All Rights Reserved © 2010 Tempo Valley/Fort Union Entertainment

Memoirs of the TEMPO featuring LadyPaisley & Seph1

Jazz Minds was our spot for about 3 years while promoting this album…Thank you Momma and Danny and all the Jazz Minds girls for taking care of us.  We’ll be back

With his zen purr of a voice and guileless smile, master-of-flow Joseph “Seph 1” Rosales greets the crowd filling the barstools and mod scarlet loungers of Jazz Minds Art & Cafe for his band’s weekly Saturday night gig. Producer and vocalist Eugene “Slo” Carroll works some beats off his beloved Akai MPC 3000 beat machine and phrase sampler. Sitting stoically stage-front, cellist Dianne Rubio coaxes mournful sonics with her bow while the rest of Tempo Valley’s membership provides rhythm.

Vocalist Jennifer “Paisley” Cua drifts on stage, closes her eyes and takes the mike. Her vocals are pretty and dreamy; her lyrics speak of cautious optimism in trying times.

The song is a mellifluous, slightly tropical balled called “Treehouse.” Other compositions — with titles like “Opium,” “Femme Nu,” “Dream Away” and “Not Your ‘Fluffer’ ” — arrive equally hush and shy or more sinister of beat and sound. Sometimes, the songs work both worlds.
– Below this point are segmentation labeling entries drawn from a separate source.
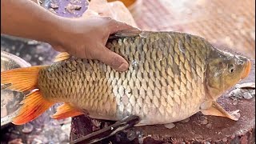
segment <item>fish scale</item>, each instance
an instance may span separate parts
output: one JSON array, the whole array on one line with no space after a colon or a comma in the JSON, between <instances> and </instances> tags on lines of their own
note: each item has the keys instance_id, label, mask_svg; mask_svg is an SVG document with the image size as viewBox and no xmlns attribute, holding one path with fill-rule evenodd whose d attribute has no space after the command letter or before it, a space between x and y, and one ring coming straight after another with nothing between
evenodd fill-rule
<instances>
[{"instance_id":1,"label":"fish scale","mask_svg":"<svg viewBox=\"0 0 256 144\"><path fill-rule=\"evenodd\" d=\"M211 49L204 40L154 32L145 38L109 40L106 46L128 60L127 71L117 72L96 60L58 62L50 66L55 66L54 72L49 67L39 72L43 96L73 103L96 118L119 120L136 114L142 125L176 122L199 110Z\"/></svg>"}]
</instances>

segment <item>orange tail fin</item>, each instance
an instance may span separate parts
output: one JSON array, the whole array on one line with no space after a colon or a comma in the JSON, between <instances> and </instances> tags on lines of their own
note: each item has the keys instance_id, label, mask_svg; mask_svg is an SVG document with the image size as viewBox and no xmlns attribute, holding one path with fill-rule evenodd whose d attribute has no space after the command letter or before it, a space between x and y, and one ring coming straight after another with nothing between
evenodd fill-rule
<instances>
[{"instance_id":1,"label":"orange tail fin","mask_svg":"<svg viewBox=\"0 0 256 144\"><path fill-rule=\"evenodd\" d=\"M38 72L43 66L13 69L1 72L1 84L10 84L9 90L24 92L32 90L38 83Z\"/></svg>"},{"instance_id":2,"label":"orange tail fin","mask_svg":"<svg viewBox=\"0 0 256 144\"><path fill-rule=\"evenodd\" d=\"M40 69L44 66L18 68L1 72L1 84L10 84L6 89L25 92L37 87ZM54 103L44 99L39 90L33 91L22 102L18 115L13 119L16 125L34 120L49 109Z\"/></svg>"},{"instance_id":3,"label":"orange tail fin","mask_svg":"<svg viewBox=\"0 0 256 144\"><path fill-rule=\"evenodd\" d=\"M44 99L38 90L26 95L22 102L23 105L18 115L12 120L15 125L22 125L35 119L54 104Z\"/></svg>"}]
</instances>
And so goes another Saturday night of Honolulu-based music collective Tempo Valley working its atmospheric, otherworldly melange of downtempo hip-hop, jazz, neo-soul, trip-hop, slightly psychedelic world beat and occasional oddball sonics.
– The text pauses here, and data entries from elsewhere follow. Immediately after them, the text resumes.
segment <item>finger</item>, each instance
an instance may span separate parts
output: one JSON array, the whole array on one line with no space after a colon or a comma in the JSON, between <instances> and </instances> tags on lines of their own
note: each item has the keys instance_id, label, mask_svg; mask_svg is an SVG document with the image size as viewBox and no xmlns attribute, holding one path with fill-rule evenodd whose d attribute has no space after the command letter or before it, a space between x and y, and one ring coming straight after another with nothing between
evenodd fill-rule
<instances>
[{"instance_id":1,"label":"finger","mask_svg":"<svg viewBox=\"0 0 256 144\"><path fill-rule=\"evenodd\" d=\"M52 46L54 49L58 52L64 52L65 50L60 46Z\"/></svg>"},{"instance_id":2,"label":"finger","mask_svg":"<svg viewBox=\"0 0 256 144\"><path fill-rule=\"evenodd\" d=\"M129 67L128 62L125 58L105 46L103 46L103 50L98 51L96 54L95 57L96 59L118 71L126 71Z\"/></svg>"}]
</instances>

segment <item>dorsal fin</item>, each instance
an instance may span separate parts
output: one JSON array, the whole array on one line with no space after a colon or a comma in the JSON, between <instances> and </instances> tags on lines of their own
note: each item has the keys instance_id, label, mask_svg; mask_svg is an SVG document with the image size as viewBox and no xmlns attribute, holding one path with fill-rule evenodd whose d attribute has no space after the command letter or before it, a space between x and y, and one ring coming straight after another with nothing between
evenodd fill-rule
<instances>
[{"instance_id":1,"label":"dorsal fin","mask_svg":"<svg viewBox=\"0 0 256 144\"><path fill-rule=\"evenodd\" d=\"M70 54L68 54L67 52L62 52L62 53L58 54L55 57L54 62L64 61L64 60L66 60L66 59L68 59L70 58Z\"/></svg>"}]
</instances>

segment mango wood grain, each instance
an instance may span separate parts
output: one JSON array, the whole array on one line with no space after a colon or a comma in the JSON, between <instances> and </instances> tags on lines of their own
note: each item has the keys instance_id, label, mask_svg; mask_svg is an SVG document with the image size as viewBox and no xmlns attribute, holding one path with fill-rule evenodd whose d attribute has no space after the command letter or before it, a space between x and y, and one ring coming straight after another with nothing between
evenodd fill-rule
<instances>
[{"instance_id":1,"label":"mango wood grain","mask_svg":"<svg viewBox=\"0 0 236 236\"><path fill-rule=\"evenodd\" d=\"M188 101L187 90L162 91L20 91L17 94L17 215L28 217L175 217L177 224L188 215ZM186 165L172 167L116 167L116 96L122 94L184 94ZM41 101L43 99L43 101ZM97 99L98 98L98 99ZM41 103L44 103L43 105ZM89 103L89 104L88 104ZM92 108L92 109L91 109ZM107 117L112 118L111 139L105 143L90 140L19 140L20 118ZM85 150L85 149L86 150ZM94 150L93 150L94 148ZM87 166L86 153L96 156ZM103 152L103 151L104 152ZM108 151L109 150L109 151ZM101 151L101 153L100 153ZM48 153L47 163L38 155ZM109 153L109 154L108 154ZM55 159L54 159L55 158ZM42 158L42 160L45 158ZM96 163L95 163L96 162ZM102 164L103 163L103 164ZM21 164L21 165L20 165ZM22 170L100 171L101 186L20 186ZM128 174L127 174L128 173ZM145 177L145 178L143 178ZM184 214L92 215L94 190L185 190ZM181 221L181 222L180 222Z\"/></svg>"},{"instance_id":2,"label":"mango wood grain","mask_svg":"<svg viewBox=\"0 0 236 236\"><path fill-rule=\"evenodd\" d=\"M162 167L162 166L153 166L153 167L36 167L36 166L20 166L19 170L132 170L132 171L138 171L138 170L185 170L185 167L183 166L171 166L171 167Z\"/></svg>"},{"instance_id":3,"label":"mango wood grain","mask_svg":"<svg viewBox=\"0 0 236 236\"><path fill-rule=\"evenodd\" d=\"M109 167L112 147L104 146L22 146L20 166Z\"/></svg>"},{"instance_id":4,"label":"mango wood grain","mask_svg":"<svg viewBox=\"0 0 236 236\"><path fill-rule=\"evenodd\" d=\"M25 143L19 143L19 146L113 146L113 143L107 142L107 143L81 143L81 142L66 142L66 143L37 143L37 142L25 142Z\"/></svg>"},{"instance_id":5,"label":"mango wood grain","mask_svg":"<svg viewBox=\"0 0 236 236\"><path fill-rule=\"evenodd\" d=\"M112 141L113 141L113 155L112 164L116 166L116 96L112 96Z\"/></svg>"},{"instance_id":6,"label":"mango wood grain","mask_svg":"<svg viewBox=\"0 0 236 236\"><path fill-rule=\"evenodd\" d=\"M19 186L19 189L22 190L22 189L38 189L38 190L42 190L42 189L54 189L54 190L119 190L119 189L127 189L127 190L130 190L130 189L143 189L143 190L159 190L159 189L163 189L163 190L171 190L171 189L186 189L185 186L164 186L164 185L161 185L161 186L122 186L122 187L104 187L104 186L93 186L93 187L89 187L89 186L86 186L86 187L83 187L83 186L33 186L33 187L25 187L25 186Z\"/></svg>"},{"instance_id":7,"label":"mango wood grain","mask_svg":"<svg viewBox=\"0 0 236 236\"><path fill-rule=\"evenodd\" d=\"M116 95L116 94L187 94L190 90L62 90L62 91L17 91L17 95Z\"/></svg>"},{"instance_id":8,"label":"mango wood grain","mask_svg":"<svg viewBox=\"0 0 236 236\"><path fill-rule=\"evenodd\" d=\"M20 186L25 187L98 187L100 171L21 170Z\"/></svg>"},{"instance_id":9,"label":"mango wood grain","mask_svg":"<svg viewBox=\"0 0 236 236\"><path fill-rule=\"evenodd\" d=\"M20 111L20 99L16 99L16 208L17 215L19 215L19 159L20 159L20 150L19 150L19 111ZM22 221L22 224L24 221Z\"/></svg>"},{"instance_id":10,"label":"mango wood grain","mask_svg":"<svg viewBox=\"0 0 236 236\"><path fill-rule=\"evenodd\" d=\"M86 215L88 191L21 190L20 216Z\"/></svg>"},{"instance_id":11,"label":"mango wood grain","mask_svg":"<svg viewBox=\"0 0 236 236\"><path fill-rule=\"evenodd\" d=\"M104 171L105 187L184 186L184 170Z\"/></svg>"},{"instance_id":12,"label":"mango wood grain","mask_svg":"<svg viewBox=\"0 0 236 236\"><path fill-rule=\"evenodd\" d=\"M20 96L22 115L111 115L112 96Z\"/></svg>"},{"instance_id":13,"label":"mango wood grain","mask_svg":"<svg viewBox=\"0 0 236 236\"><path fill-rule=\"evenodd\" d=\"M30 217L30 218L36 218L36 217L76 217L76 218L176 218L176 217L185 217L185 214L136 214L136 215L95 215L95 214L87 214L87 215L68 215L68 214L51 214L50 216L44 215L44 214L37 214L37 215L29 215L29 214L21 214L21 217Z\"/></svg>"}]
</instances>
Wicked inventive, funky eclectic and trippy original, the music of Tempo Valley showcases a gathering of musicians who have gained a loyal, growing grass-roots following. It’s also a gathering of musicians about to release its first collection of music, “Memoirs of the Tempo” — unfinished versions of which have been passed around enough in the last year to earn Tempo Valley that growing grass-roots following.
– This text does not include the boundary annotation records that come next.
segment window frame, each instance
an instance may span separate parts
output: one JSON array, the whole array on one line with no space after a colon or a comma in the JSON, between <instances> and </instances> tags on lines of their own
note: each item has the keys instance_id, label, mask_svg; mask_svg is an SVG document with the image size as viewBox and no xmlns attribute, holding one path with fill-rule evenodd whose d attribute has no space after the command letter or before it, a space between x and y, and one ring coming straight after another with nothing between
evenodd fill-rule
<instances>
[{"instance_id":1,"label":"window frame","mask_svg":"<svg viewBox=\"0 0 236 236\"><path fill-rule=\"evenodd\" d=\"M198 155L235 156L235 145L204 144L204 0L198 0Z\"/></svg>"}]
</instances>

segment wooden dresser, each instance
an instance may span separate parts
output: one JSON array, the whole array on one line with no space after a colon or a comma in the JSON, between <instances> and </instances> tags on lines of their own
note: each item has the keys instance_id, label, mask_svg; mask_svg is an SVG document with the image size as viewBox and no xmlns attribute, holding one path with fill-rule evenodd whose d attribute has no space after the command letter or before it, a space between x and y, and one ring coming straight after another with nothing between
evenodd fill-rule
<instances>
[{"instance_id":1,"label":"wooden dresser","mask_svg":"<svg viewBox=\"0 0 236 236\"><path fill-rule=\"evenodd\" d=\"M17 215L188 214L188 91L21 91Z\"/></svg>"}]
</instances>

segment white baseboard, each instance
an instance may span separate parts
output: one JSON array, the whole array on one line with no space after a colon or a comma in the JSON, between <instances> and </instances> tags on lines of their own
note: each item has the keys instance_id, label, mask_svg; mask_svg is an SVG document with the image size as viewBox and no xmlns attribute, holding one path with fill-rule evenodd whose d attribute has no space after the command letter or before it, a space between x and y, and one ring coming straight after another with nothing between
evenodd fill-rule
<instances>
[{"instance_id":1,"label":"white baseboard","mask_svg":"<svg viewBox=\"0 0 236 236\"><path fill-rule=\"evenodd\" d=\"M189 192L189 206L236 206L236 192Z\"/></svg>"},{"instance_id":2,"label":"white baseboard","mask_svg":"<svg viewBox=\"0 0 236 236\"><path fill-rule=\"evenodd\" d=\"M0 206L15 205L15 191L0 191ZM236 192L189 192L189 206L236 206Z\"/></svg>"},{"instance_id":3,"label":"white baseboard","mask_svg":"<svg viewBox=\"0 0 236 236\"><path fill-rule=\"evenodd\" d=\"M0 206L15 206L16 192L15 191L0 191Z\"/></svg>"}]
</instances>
“Everything’s all right. Everything’s OK,” sings Cua, on “All Right,” as the jazz minds — mostly folks in their 20s and 30s — sink into their seats and let the music wash over them. It’s the only sound of its kind in Honolulu — think elements of The Roots meets Massive Attack meets Portishead meets Erykah Badu. And it’s a pretty sweet listen.